Sunday, May 17, 2009

Struggling to Rise

Struggling to Rise in Suburbs Where Failing Means Fitting In (New York times)
The Latin American Youth Center, whose Maryland branch Jesselyn sought help from, can be thought of prosaically as a social services agency or more grandly as a modern settlement house -- kin to the centers of immigrant aid that arose more than a century ago. If these poorest families are to succeed, as many previous ones did, their progress may depend in part on the efforts of such groups.

The problems of young people like Jesselyn are sometimes called failures of assimilation. But they can also be seen as assimilation to the wrong things: crime, drugs and self-fulfilling prophecies of racial defeat.

As Jesselyn tells it, she assimilated to the surrounding values of gangsta rap. Writing in her eighth-grade yearbook, she celebrated friends as "my nigga!" and labeled enemies "crackers," "bamma" and "whyte."

"If you're Hispanic, people already expect you to steal, to fight, to be rude, to be ghetto," Jesselyn said. "If everyone thinks wrong of you, eventually you’re going to start thinking wrong about yourself."
Regarding the last paragraph: sorry, no. Jesselyn chose the culture that fits her character. If an immigrant assimilates to the values advanced in gangsta rap, he has no one to blame but himself.
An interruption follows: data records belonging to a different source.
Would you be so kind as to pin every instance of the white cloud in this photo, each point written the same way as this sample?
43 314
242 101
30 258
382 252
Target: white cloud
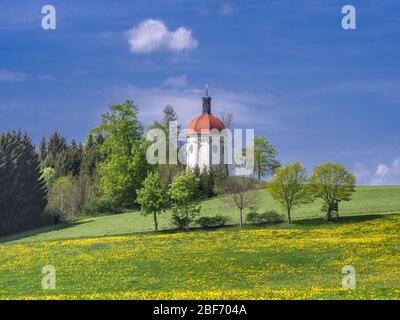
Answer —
226 9
188 104
383 174
176 82
153 35
6 75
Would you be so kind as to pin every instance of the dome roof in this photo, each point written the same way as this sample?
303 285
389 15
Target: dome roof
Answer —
206 122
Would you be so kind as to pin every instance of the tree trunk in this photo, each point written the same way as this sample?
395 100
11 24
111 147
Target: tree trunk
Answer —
187 222
289 216
155 222
329 215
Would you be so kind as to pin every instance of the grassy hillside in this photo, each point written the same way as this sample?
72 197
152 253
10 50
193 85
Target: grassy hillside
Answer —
366 200
303 261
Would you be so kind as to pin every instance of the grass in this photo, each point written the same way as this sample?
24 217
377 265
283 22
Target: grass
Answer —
116 257
302 261
366 200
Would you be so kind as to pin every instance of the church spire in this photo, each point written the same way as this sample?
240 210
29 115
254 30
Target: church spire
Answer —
206 102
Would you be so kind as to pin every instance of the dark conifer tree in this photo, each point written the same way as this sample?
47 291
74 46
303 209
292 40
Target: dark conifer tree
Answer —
22 193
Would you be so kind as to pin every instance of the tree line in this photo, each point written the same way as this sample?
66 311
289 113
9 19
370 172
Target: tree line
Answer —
108 172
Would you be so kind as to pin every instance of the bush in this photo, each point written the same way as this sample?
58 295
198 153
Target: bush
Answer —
217 221
102 204
269 217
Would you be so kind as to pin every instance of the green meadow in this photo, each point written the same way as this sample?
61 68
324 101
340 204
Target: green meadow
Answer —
119 257
366 200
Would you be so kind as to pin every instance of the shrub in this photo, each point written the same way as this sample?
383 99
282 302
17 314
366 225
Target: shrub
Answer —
102 204
269 217
217 221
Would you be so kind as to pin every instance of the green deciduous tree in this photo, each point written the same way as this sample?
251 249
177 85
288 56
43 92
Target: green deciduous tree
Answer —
62 199
49 177
265 162
183 192
152 197
124 167
239 189
332 183
289 187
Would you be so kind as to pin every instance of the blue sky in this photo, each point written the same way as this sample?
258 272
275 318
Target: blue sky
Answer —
285 68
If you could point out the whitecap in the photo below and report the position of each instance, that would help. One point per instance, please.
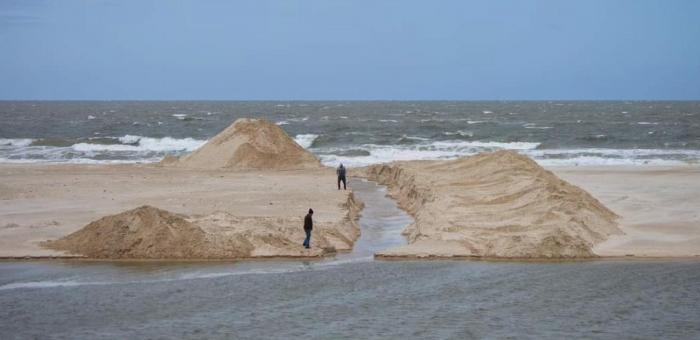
(305, 140)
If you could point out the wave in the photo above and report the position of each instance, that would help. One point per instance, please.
(305, 140)
(138, 143)
(125, 149)
(16, 141)
(422, 151)
(443, 150)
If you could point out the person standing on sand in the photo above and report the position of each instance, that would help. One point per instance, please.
(308, 226)
(341, 176)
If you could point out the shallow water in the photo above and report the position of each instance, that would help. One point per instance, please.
(351, 296)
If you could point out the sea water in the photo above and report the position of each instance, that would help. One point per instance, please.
(360, 133)
(351, 296)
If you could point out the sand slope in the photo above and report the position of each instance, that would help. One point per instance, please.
(144, 232)
(151, 233)
(499, 204)
(249, 144)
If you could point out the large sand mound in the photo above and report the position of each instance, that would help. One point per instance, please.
(151, 233)
(499, 204)
(250, 144)
(144, 232)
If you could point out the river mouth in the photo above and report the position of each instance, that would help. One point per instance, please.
(381, 223)
(350, 295)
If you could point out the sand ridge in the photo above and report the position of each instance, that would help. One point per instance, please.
(249, 144)
(147, 232)
(499, 204)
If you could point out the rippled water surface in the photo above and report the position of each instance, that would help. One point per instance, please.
(360, 133)
(351, 296)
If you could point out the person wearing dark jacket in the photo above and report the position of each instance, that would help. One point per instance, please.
(341, 176)
(308, 226)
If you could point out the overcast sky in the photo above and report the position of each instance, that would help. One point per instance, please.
(327, 49)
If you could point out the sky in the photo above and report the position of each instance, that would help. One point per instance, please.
(350, 50)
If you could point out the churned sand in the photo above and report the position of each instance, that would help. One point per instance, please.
(200, 206)
(249, 144)
(245, 192)
(659, 207)
(499, 204)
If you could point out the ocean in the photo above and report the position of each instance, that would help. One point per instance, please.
(359, 133)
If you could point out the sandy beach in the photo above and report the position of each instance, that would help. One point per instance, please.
(657, 205)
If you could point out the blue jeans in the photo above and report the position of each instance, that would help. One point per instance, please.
(307, 241)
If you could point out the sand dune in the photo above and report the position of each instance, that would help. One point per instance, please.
(499, 204)
(249, 144)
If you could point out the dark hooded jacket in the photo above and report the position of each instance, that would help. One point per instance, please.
(308, 222)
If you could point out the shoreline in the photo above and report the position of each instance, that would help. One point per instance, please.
(595, 179)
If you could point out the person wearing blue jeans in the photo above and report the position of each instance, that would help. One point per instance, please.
(308, 226)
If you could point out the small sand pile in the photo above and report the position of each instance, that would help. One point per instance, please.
(145, 232)
(250, 144)
(499, 204)
(151, 233)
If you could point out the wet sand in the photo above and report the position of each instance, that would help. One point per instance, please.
(657, 205)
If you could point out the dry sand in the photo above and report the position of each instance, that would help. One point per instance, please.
(43, 202)
(499, 204)
(249, 144)
(205, 205)
(485, 206)
(659, 207)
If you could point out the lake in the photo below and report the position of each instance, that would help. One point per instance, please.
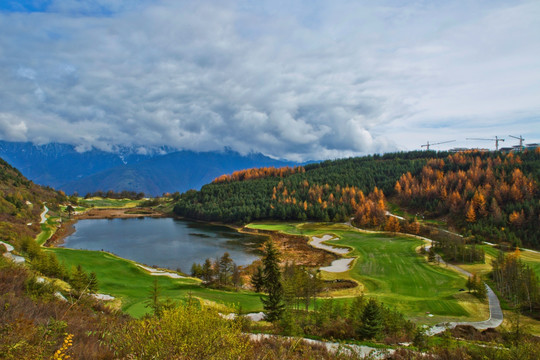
(165, 242)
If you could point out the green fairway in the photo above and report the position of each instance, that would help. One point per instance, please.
(125, 280)
(390, 269)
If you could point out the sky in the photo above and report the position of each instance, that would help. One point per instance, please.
(297, 80)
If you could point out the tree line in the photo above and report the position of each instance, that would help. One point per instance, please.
(490, 195)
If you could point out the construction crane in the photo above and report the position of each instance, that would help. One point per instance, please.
(496, 141)
(428, 144)
(521, 139)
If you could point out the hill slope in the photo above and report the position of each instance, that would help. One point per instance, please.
(502, 190)
(63, 167)
(21, 202)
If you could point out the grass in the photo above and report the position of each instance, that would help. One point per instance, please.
(530, 258)
(48, 228)
(389, 268)
(123, 279)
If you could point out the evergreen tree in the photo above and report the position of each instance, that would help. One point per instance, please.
(225, 269)
(92, 283)
(154, 302)
(371, 320)
(79, 280)
(273, 305)
(207, 271)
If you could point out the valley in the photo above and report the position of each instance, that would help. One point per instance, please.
(367, 256)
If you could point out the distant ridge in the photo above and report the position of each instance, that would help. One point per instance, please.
(63, 167)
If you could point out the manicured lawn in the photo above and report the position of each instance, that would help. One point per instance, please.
(123, 279)
(390, 269)
(530, 258)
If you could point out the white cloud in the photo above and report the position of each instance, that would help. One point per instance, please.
(301, 80)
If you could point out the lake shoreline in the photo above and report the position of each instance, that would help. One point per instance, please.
(68, 228)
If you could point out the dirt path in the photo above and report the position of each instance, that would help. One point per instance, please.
(43, 217)
(8, 255)
(495, 312)
(334, 347)
(337, 266)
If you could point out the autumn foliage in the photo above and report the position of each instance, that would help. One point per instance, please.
(488, 192)
(259, 173)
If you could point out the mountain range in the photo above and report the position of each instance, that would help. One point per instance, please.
(65, 168)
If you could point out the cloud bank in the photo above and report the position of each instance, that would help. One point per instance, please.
(295, 80)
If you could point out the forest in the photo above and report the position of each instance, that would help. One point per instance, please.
(490, 196)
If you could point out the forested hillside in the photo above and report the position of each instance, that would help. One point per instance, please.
(326, 191)
(21, 202)
(493, 195)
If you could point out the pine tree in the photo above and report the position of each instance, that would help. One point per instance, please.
(471, 214)
(273, 305)
(207, 271)
(371, 320)
(92, 283)
(79, 280)
(154, 302)
(257, 280)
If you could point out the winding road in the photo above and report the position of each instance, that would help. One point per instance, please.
(495, 312)
(43, 217)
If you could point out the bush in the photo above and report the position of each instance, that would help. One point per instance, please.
(185, 332)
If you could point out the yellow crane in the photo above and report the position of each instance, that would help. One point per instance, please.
(521, 139)
(428, 144)
(497, 139)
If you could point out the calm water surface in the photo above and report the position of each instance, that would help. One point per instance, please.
(165, 242)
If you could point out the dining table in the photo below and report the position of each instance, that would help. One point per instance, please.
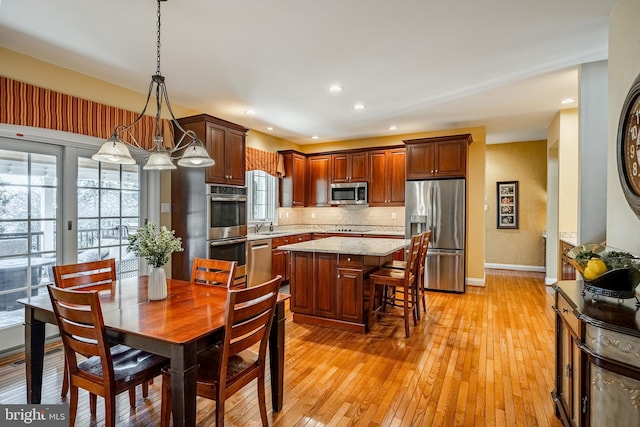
(188, 321)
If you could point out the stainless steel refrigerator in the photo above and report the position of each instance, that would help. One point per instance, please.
(439, 206)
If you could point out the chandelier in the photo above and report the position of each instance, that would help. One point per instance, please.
(188, 151)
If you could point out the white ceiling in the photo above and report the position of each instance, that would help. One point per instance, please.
(418, 64)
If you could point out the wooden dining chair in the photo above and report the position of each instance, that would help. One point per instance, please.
(107, 371)
(397, 288)
(86, 276)
(228, 367)
(422, 261)
(213, 272)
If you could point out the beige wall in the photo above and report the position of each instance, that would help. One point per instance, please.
(36, 72)
(623, 226)
(525, 162)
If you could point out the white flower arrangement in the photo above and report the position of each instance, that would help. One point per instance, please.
(154, 246)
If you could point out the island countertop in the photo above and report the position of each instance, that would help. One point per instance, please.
(349, 245)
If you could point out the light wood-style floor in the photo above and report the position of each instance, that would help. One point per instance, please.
(484, 358)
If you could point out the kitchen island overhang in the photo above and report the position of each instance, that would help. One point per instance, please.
(329, 279)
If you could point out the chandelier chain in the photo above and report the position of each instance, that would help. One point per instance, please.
(158, 41)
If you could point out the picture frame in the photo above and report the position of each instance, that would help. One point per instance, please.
(507, 204)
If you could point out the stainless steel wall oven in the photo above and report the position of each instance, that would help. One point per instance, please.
(227, 226)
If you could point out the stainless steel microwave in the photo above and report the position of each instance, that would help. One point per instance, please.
(349, 193)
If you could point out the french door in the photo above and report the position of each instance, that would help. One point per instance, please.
(58, 206)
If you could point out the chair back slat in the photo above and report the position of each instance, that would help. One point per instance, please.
(93, 275)
(412, 262)
(213, 272)
(81, 333)
(248, 318)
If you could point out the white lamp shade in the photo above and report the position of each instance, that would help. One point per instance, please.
(114, 151)
(196, 156)
(159, 161)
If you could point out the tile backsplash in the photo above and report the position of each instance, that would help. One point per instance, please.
(344, 215)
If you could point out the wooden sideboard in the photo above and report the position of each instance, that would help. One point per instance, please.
(597, 359)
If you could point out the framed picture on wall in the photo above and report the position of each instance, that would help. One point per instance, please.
(507, 196)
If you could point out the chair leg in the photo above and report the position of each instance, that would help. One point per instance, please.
(65, 380)
(110, 411)
(132, 397)
(165, 405)
(73, 405)
(262, 401)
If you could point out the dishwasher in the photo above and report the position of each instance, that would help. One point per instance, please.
(259, 261)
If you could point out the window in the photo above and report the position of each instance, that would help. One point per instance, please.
(262, 196)
(108, 210)
(28, 228)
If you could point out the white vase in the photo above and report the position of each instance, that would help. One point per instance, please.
(157, 288)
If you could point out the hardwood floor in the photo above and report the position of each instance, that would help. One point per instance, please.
(484, 358)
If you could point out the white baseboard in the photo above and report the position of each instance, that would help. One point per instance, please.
(537, 268)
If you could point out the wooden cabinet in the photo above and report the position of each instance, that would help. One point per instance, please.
(350, 167)
(225, 142)
(319, 177)
(439, 157)
(386, 186)
(292, 185)
(302, 270)
(597, 359)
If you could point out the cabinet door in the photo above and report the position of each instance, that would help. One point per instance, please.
(421, 160)
(396, 177)
(349, 295)
(235, 158)
(301, 282)
(319, 178)
(378, 184)
(215, 145)
(359, 171)
(324, 285)
(340, 168)
(451, 158)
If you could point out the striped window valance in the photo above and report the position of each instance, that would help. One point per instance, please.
(27, 105)
(262, 160)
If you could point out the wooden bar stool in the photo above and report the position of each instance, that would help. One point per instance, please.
(422, 261)
(393, 282)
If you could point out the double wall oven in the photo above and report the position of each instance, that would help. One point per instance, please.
(227, 226)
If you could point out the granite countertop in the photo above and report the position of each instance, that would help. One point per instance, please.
(281, 233)
(349, 245)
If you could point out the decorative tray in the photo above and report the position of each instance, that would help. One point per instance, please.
(606, 271)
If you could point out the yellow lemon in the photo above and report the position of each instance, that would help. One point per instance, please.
(595, 267)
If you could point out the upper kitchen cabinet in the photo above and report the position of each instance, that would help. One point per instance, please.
(386, 184)
(292, 184)
(319, 177)
(439, 157)
(225, 142)
(350, 167)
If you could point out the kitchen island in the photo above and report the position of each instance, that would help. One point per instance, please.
(329, 279)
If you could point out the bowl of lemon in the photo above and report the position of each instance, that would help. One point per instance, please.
(606, 271)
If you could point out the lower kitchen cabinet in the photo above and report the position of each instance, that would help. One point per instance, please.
(597, 359)
(349, 287)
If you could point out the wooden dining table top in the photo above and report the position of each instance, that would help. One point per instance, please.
(190, 312)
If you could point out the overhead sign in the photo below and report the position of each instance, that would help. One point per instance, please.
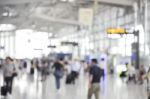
(116, 31)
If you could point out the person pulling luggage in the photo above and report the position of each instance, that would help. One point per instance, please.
(8, 72)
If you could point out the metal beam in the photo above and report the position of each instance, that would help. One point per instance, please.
(110, 2)
(55, 20)
(118, 2)
(15, 2)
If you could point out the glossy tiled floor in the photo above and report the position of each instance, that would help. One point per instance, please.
(28, 87)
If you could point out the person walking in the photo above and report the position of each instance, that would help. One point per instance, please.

Coming from a poor family and having been poor most of my life, I know that poverty is no excuse. (Oh, but what am I thinking? I forgot that I was born with a silver spoon of white privilege in my mouth ....) Jesselyn is quick to blame others for expecting the worst from her. Who might these "people" be? Whites, of course. Whites are to blame for all her choices, her problems, her very identity, it seems. Now, if "people" were expecting the worst from me, I wouldn't take to gangsta rap, but set out to prove them wrong. Either that, or I wouldn't give a damn what others thought. I suspect that most whites would do the same.